The form is now filled with the BioCyc demo network, and the parameters have been set up to their appropriate value for the demonstration. At the top of the form, you can read some information about the goal of the demo, and the source of the data.
The computation should take no more than two minutes. When it is finished, a link to the results should appear.
It lists a table of all paths found for the requested rank number (5 by default). You can also specify another type of output, for instance a network made up of all paths found. Vary the parameter Output type for this.
To see how results change with modified weight, you can repeat steps 1 and 2. Before clicking on GO, choose ``unit weight'' as Weighting scheme and set the Rank to 1. Continue as described above. You will obtain another paths table than before.
This section assumes that you have installed the RSAT/NeAT command line tools.
You can find the demo network Scer_biocyc.tab in $RSAT/public_html/demo_files.
Type the following command to enumerate paths up to the 5th rank in the weighted network:
java -Xmx800m graphtools.algorithms.Pathfinder -g Scer_biocyc.tab -f tab -s gly -t protoheme -y con
To find paths in the unweighted network, type:
java -Xmx800m graphtools.algorithms.Pathfinder -g Scer_biocyc.tab -f tab -s gly -t protoheme -y unit -r 1
First, we run Pathfinder with degree weighting scheme, which is the default weighting scheme of the demo. This weighting scheme sets the weights of compound nodes to their degree and of reaction nodes to one. The first ranked path obtained should look like this:
GLY 5-AMINOLEVULINIC-ACID-SYNTHASE-RXN 5-AMINO-LEVULINATE PORPHOBILSYNTH-RXN PORPHOBILINOGEN OHMETHYLBILANESYN-RXN HYDROXYMETHYLBILANE UROGENIIISYN-RXN UROPORPHYRINOGEN-III UROGENDECARBOX-RXN COPROPORPHYRINOGEN_III RXN0-1461 PROTOPORPHYRINOGEN PROTOPORGENOXI-RXN PROTOPORPHYRIN_IX PROTOHEMEFERROCHELAT-RXN PROTOHEME
This path recovers very well the annotated heme biosynthesis II pathway.
GLY GLUTATHIONE-SYN-RXN ADP PEPDEPHOS-RXN PROTON PROTOHEMEFERROCHELAT-RXN PROTOHEME
This path deviates strongly from the heme biosynthesis II pathway annotated in BioCyc. It contains two hub nodes: ADP and PROTON.
To sum up: path finding can predict pathways with high accuracy if an appropriate weighting scheme is applied to the network of interest. Our metabolic example shows that the heme biosynthesis II pathway is accurately predicted when using a weighted network and not found at all when using an unweighted network.
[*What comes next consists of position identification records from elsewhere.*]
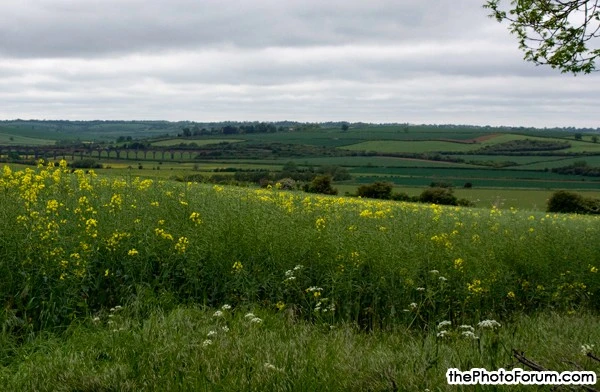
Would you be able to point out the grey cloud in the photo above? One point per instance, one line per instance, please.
(34, 28)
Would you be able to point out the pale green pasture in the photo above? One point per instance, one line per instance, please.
(8, 139)
(199, 142)
(416, 146)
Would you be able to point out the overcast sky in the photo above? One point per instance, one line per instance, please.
(381, 61)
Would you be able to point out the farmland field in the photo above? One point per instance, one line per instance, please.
(9, 139)
(121, 278)
(199, 142)
(122, 265)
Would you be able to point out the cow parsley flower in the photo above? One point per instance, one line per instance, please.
(489, 324)
(444, 324)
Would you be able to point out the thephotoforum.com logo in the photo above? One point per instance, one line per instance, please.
(518, 376)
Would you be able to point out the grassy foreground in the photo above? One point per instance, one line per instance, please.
(347, 294)
(189, 349)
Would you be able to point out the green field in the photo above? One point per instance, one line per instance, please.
(121, 283)
(10, 139)
(199, 142)
(392, 146)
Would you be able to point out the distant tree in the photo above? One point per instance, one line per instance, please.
(376, 190)
(438, 196)
(558, 33)
(321, 184)
(569, 202)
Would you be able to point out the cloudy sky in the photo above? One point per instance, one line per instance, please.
(381, 61)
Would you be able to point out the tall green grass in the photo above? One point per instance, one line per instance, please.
(74, 244)
(190, 349)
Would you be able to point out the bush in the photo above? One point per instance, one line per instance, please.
(569, 202)
(376, 190)
(438, 195)
(401, 196)
(321, 184)
(85, 164)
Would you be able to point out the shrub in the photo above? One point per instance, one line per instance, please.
(321, 184)
(85, 164)
(569, 202)
(438, 195)
(376, 190)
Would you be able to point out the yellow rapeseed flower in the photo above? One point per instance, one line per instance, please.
(237, 266)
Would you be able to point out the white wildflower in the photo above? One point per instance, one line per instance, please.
(269, 366)
(586, 348)
(490, 324)
(444, 324)
(469, 335)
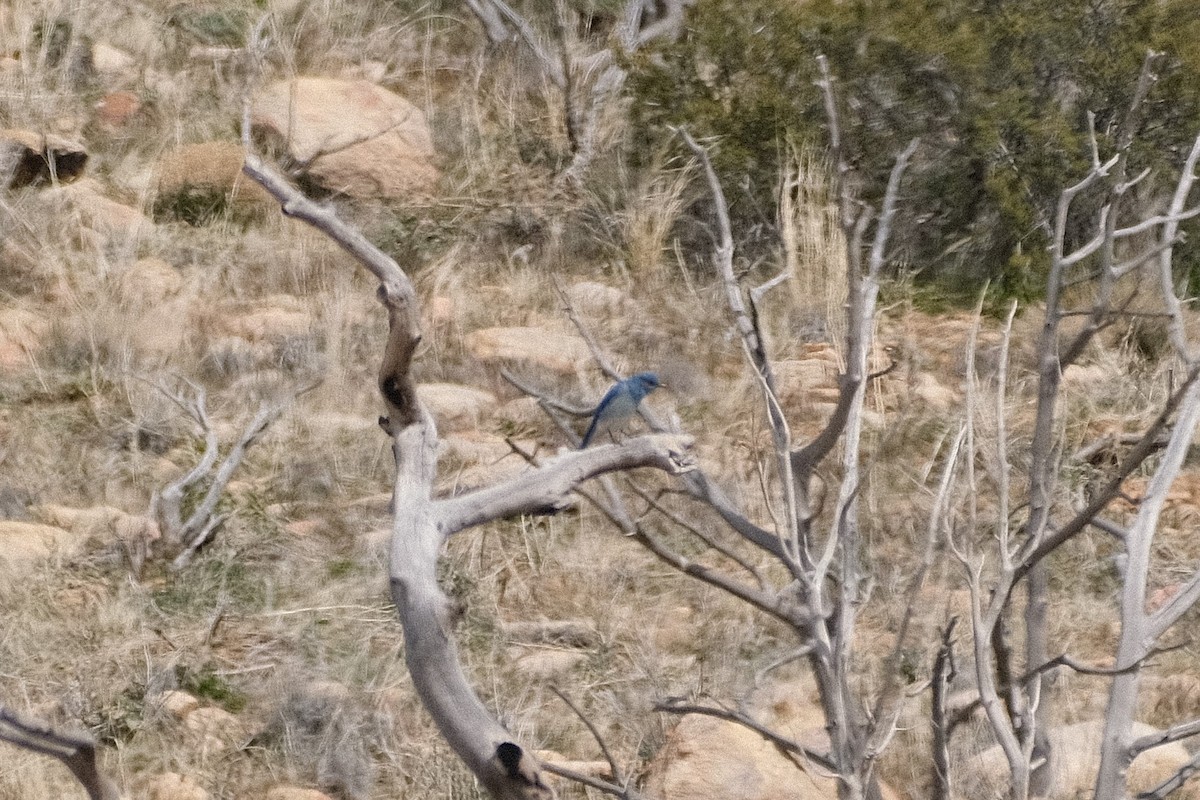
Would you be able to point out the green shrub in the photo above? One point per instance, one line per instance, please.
(999, 94)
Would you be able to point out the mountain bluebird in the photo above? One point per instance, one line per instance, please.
(621, 403)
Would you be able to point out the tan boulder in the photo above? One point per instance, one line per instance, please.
(150, 282)
(540, 347)
(177, 703)
(101, 214)
(353, 137)
(711, 758)
(112, 62)
(172, 786)
(117, 109)
(208, 173)
(1077, 750)
(28, 158)
(715, 759)
(456, 407)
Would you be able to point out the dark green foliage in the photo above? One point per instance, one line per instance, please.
(196, 205)
(205, 684)
(997, 91)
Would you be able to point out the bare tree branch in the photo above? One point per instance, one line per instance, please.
(77, 752)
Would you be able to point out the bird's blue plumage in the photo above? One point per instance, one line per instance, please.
(621, 403)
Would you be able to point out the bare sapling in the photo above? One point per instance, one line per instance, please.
(1011, 680)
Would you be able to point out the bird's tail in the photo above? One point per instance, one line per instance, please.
(592, 429)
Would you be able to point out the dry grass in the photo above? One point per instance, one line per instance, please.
(285, 621)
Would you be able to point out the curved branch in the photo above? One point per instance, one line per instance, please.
(549, 486)
(76, 751)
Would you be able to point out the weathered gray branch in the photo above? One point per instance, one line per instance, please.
(76, 751)
(550, 486)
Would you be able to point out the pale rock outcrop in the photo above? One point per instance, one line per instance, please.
(25, 543)
(715, 759)
(210, 168)
(117, 109)
(113, 64)
(177, 703)
(101, 214)
(150, 282)
(353, 137)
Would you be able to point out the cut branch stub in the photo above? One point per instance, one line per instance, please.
(403, 336)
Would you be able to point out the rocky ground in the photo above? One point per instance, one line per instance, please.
(138, 265)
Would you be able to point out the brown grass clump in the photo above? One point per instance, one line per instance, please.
(275, 656)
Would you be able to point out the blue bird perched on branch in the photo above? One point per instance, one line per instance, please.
(621, 402)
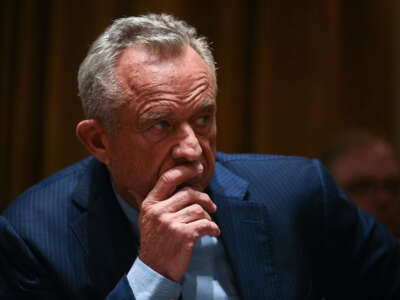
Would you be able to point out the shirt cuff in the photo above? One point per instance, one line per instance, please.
(148, 284)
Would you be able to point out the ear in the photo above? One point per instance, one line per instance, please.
(94, 137)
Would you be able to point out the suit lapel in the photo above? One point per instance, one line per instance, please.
(245, 235)
(103, 230)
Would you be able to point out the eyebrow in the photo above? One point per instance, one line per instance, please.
(150, 116)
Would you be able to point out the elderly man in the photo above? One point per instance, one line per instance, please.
(156, 213)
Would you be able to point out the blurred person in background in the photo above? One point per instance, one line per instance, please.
(367, 168)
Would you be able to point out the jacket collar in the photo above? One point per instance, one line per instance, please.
(245, 232)
(102, 229)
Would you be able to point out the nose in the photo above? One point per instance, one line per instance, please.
(188, 146)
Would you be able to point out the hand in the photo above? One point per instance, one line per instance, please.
(170, 225)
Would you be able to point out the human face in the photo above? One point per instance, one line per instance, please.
(169, 120)
(371, 177)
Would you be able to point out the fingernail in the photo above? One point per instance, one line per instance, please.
(199, 167)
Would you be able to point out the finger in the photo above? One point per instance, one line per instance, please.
(190, 214)
(186, 197)
(201, 228)
(171, 179)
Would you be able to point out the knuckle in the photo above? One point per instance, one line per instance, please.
(197, 209)
(166, 178)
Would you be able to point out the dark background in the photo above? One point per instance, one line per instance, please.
(292, 74)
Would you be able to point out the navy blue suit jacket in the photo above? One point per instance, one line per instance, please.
(289, 233)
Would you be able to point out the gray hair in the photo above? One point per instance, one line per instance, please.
(99, 91)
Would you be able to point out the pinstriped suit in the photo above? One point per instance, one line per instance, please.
(289, 233)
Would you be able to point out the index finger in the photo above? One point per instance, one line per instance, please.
(172, 178)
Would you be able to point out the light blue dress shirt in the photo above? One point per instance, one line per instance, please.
(209, 275)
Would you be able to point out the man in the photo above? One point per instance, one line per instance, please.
(366, 167)
(155, 213)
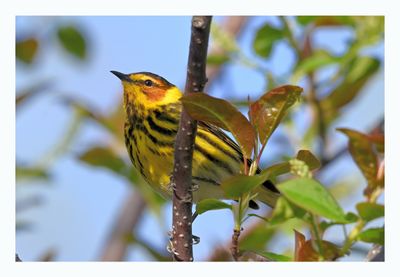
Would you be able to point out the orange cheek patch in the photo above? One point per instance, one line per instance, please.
(154, 94)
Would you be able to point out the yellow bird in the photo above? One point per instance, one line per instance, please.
(152, 108)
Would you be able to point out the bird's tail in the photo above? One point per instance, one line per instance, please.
(268, 194)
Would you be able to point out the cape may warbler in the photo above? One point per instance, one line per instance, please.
(152, 108)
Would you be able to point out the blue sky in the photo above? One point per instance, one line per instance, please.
(81, 203)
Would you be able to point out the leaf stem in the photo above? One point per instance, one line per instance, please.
(317, 235)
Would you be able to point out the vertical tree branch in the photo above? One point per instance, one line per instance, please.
(181, 237)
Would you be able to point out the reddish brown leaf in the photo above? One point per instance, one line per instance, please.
(221, 113)
(267, 112)
(361, 149)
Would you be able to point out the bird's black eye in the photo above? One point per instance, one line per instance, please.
(148, 83)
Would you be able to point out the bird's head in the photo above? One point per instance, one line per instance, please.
(147, 90)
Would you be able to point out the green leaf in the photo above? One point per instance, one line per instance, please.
(309, 158)
(267, 112)
(211, 204)
(284, 210)
(217, 59)
(275, 257)
(26, 50)
(318, 60)
(359, 72)
(361, 149)
(221, 113)
(276, 170)
(370, 211)
(313, 197)
(265, 39)
(236, 186)
(299, 168)
(257, 238)
(373, 235)
(72, 40)
(350, 218)
(28, 173)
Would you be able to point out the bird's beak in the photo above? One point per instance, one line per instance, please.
(121, 76)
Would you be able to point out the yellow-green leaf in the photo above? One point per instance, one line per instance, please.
(238, 185)
(221, 113)
(26, 50)
(72, 40)
(312, 196)
(373, 235)
(265, 39)
(309, 158)
(211, 204)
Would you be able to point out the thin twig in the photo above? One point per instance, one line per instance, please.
(181, 237)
The take home message is that in order to use Pathfinder on biological networks, weights have to be carefully adjusted.
Make sure that your start and end nodes are present in your network of interest. If no path could be found, none of the end nodes is reachable from the start nodes, thus no path exists. For big graphs and long waiting time, there is the possibility that the pre-processing step of REA, namely to compute the shortest paths from the source to all nodes with Dijkstra, was not finished before the server timeout. In this case, a path might exist but could not be detected due to the timeout.
When searching for paths with the "unit" weighting scheme in large networks, there might be a large number of possible paths for each requested rank. Although REA has a memory-efficient way to store paths with pointers, there is a limit for the number of paths that can be hold in memory. Reduce the number of requested paths or the size of the graph or use another weighting scheme.